The Bridle Path garden in the Tarrytown neighborhood was my favorite on Gardens on Tour 2010 because it had the best of both worlds: a naturalistic garden for sun and shade in the front, with a charming council-ring style seating area tucked out of sight of the street; and a more formal back garden with gorgeous limestone walls, clean-lined water features, and a sunken gravel courtyard accessible from the home’s interior through French doors and numerous windows.
Huge Franzosini agaves (pictured at top), softened by larkspur, and other screening plants greet you curbside but obscure the main garden above from view. On the right side of the property, a path and this inviting stair of corten steel and decomposed granite leads up a short slope into the heart of the front garden.
Looking ahead you see the home. The owner, Christy Ten Eyck, is also the landscape architect who designed this garden. According to the tour brochure, the front yard used to be an expanse of lawn bisected by a large asphalt driveway. A year ago, the driveway was removed, the sloping lot terraced to harvest rainwater, and the entire front yard replanted with natives and even—surprise!—a vegetable garden.
Looking back toward the street, you see a young garden of yuccas, grasses, and silver ponyfoot. You can also see garden-blogging pals Diana, Daphne, and Robin admiring something along the curb.
Agave and silver ponyfoot (with a little dollar weed mixed in)
On the left side of the front garden, a small sitting area opens up, screened on three sides by small trees and grasses. It’s a charming spot. One of the owners is sitting there with his dog, and he told me that the stone for the table was given to his wife, and they finally found a use for it in this table. An agave is growing in the small planting pocket in the middle.
To the right of the seating area, a good-sized vegetable garden occupies a sunny spot. It was a surprise to see it in the middle of the native-plant garden, particularly given the rather tony Tarrytown address, but it was also delightful. And considering the formal layout and spare design sensibility of the back garden, it really works better to put the veggies out front.
Excavation of a sunken patio in the back garden provided rock used to terrace the front garden’s slope, which helps reduce runoff and keeps rainwater on-site.
View from the small seating area, looking across the front garden to the walled back garden.
A closer look. Mexican feathergrass, undulating at the slightest breeze, is contained in a raised bed edged with corten steel.

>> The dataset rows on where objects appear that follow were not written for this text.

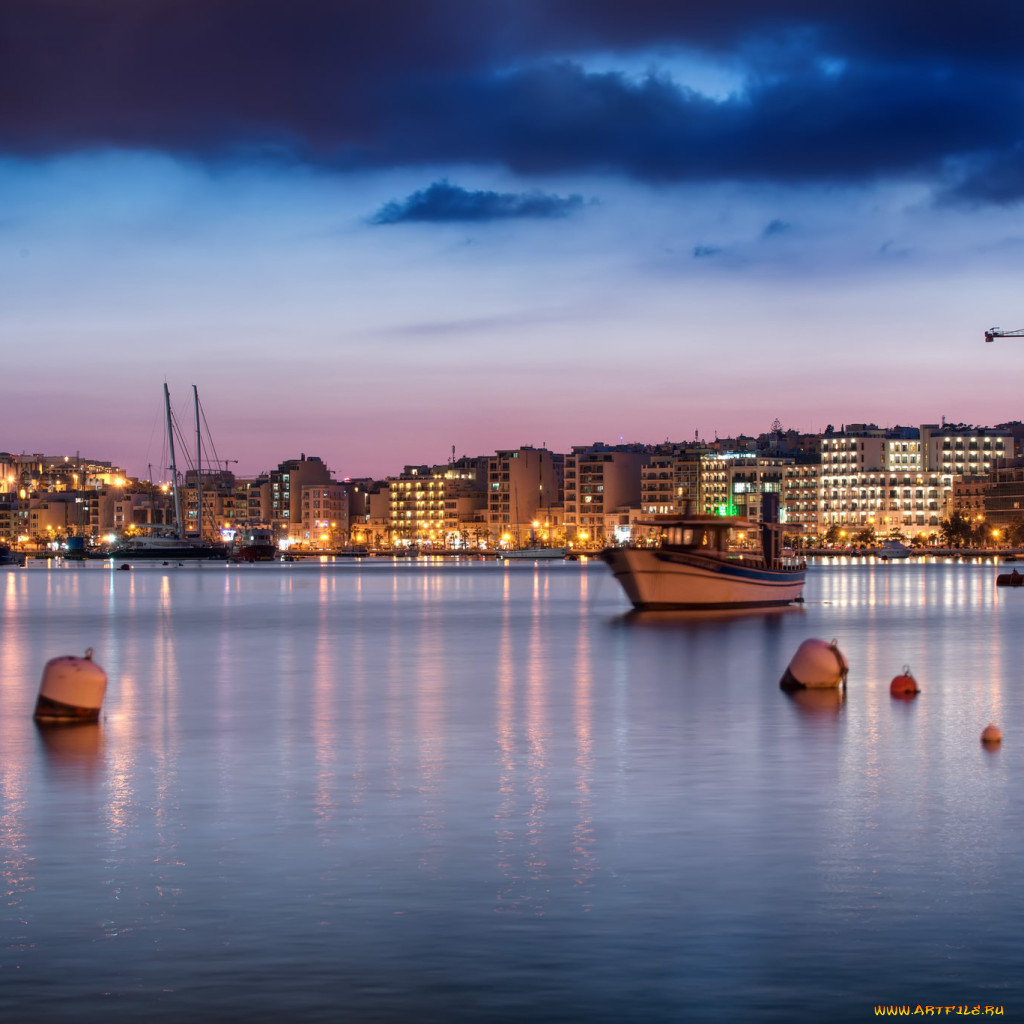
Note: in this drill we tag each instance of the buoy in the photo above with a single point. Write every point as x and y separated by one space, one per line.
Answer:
72 690
991 734
904 685
816 664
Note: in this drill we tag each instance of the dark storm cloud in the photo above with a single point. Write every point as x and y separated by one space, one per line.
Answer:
442 201
845 91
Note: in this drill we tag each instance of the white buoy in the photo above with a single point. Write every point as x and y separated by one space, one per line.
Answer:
816 665
72 690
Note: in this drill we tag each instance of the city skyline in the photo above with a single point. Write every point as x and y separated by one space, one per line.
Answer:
541 223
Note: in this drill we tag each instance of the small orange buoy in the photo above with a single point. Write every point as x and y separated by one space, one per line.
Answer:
991 734
904 685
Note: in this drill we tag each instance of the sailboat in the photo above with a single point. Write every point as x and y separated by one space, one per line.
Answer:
177 546
534 551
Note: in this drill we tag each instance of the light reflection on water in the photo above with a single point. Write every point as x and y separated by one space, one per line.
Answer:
487 792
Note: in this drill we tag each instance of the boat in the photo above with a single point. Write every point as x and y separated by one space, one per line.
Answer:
168 548
255 546
8 557
894 549
694 567
535 553
1014 579
177 546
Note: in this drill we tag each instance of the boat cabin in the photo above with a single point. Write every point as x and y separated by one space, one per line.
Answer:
712 537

Fig ivy cloaks the wall that gives privacy to the back garden.
The feathergrass is mixed with agaves, and the whole is mulched with gravel.
Poured-concrete pavers make a clean-lined walk to the front door.
Another view of the entry, with more corten edging on the raised bed and front stoop.
I don’t often have this much restraint myself, but I admire those who do.
The shady raised bed at the front entry contains squid agave, purple oxalis, and a chartreuse sedum.
Mexican feathergrass makes a lovely backdrop to the squid agaves.
A vignette at the entry. The table is a massive limestone block.
You enter the rear garden through a pair of steel gates set in a fig-ivy-cloaked walled courtyard.
I just love this space, the style of the seating, the outdoor fireplace with corten steel-and-gravel hearth.
Austinite Berthold Haas constructed the wall fountain with limestone trough. Click on the link for a look at his own stunning garden, Stone Palms, which I saw on the Open Days tour in October 2008.
Looking left, an shady rectangle of lawn under a live oak is precisely delineated by gravel paths. That’s the architect and homeowner, Christy Ten Eyck, on the left.
The view back toward the fireplace
Along the back portion of the house another vegetable garden is edged in corten steel.
And in another courtyard formed by two wings of the house, a trough-style, negative-edge water feature adds contemporary style. Bamboo muhly grasses and possumhaw hollies soften the space.
I was so tempted to pull up a chair and just sit and enjoy it for a while.
An arched doorway in the wall, draped with wisteria and framed by oakleaf hydrangeas. This part of the garden was off-limits—probably a storage area.
This garden is masterful in framing views and creating inviting garden rooms out of a large space.